CHERISH the FEMININE NATURE of the COMFORTER which comes with CHRISTIAN as a
RECOGNIZABLE PART of its NAME.  Cobbey Crisler insights on John 14:26/cit. B8


[Cobbey:] “John 14:26 picks up the description. The Comforter, which is the Holy Ghost.”
There’s another part of the list, identified with the Holy Ghost in Luke 3:22, the dove descending is the symbol of it. The words “dove” and “ghost” are feminine in the Greek, and the comfort aspect also introduces the feminine concept.
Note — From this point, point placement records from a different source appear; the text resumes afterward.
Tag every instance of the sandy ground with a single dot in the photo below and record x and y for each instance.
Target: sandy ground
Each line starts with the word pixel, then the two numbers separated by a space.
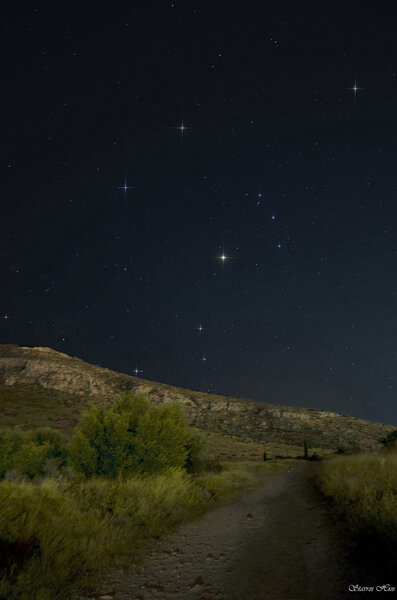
pixel 273 543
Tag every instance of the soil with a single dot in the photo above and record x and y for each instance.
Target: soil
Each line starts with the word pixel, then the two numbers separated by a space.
pixel 275 542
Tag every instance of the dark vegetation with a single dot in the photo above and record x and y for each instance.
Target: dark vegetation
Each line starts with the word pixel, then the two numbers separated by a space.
pixel 361 489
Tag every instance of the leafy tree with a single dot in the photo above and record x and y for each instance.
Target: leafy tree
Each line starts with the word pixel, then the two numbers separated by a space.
pixel 133 434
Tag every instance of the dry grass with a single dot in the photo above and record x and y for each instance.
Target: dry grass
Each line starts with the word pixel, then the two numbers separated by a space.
pixel 363 491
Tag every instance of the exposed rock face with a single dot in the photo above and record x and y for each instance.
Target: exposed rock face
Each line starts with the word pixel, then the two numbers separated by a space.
pixel 250 420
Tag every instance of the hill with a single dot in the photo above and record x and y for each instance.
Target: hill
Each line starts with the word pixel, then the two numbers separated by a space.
pixel 39 386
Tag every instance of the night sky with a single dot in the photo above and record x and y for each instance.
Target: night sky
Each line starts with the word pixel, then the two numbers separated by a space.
pixel 141 142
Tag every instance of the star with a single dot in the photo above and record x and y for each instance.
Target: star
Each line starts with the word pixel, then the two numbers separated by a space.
pixel 355 89
pixel 182 128
pixel 126 187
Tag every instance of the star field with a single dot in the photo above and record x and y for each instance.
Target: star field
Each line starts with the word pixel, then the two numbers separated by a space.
pixel 203 194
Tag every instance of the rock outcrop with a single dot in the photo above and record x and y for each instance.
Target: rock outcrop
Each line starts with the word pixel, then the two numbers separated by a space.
pixel 256 421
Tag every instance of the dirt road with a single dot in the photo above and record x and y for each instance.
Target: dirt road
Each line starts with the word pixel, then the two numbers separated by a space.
pixel 273 543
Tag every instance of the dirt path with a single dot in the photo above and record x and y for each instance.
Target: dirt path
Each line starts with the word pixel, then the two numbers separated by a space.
pixel 273 543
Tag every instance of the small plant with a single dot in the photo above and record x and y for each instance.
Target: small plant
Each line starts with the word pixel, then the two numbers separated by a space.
pixel 305 451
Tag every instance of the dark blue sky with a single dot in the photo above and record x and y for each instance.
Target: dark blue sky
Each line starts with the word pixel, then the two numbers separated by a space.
pixel 282 165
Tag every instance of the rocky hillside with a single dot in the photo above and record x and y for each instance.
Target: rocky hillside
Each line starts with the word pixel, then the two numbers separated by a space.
pixel 41 386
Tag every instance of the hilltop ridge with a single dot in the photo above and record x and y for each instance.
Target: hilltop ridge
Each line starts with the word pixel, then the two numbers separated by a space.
pixel 61 386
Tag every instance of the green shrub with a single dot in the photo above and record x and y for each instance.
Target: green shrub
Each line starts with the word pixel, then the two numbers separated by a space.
pixel 363 491
pixel 10 442
pixel 48 540
pixel 29 453
pixel 131 435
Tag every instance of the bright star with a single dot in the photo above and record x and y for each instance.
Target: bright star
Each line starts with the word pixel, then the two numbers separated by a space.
pixel 126 187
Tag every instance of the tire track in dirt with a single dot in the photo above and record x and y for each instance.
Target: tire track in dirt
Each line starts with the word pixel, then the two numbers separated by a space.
pixel 273 543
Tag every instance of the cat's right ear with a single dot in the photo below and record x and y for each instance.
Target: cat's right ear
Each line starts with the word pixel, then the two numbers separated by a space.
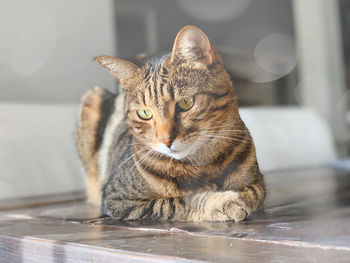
pixel 121 69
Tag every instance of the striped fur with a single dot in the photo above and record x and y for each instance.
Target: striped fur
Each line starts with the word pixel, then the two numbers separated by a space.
pixel 213 176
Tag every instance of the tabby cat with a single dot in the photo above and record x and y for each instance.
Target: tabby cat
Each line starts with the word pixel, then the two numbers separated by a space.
pixel 172 146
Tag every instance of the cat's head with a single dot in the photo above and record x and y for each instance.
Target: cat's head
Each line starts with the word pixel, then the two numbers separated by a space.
pixel 181 102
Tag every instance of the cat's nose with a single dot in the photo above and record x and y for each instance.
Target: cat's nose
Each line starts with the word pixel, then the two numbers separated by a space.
pixel 167 141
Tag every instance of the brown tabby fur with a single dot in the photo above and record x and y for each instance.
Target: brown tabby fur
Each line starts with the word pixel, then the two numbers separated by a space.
pixel 219 181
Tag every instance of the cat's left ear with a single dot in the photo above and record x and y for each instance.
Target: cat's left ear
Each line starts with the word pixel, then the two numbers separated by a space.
pixel 191 43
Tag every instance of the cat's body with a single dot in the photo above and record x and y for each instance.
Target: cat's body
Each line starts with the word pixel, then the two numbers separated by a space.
pixel 177 148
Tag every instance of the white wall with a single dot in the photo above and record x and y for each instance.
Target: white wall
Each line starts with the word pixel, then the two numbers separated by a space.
pixel 47 48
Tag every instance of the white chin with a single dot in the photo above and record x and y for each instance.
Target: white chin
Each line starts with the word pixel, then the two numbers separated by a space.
pixel 171 152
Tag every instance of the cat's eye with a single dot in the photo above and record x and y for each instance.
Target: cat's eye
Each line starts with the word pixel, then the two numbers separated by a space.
pixel 186 103
pixel 144 114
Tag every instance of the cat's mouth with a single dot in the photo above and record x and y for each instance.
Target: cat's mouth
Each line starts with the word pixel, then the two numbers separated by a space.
pixel 176 151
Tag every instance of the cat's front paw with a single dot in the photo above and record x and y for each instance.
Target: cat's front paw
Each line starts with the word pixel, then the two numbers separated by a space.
pixel 227 208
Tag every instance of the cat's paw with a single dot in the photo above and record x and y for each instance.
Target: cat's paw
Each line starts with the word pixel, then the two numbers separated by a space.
pixel 227 208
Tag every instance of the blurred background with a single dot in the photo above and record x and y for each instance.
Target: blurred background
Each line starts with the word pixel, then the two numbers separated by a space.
pixel 282 55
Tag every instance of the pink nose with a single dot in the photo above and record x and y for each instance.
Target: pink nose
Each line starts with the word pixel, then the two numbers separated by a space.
pixel 167 141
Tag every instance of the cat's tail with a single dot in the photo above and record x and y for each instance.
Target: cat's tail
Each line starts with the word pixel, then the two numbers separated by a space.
pixel 96 107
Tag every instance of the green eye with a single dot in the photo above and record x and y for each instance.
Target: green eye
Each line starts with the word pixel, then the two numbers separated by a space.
pixel 186 103
pixel 144 114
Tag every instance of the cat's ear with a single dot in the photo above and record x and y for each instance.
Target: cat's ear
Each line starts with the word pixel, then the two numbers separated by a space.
pixel 192 43
pixel 121 69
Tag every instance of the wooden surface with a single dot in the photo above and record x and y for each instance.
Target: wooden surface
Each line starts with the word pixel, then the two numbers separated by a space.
pixel 306 219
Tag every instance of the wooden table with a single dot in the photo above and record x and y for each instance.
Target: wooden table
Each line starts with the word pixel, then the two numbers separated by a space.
pixel 306 219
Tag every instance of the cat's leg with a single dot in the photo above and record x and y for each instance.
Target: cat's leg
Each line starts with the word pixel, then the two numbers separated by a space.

The role of the Comforter, “will be sent by God in my name.” If one were to regard that literally, the Comforter’s name should at least have some recognizable aspect either relating to Jesus or to Christ. Another aspect of the Comforter is “he will teach you all things.”
“Book of John, A Walk with the Beloved Disciple,” by B. Cobbey Crisler**


WELCOME CHRIST TO STOP BEING SICK OF A FEVER & OF HEARING ABOUT IT 24/7!
Cobbey Crisler on citation B10, Matthew 8:14, 15 (
+Hurricane season bonus” Matt. 8:16-26 Exercise dominion over all that looks to be outside of you—even the elements!)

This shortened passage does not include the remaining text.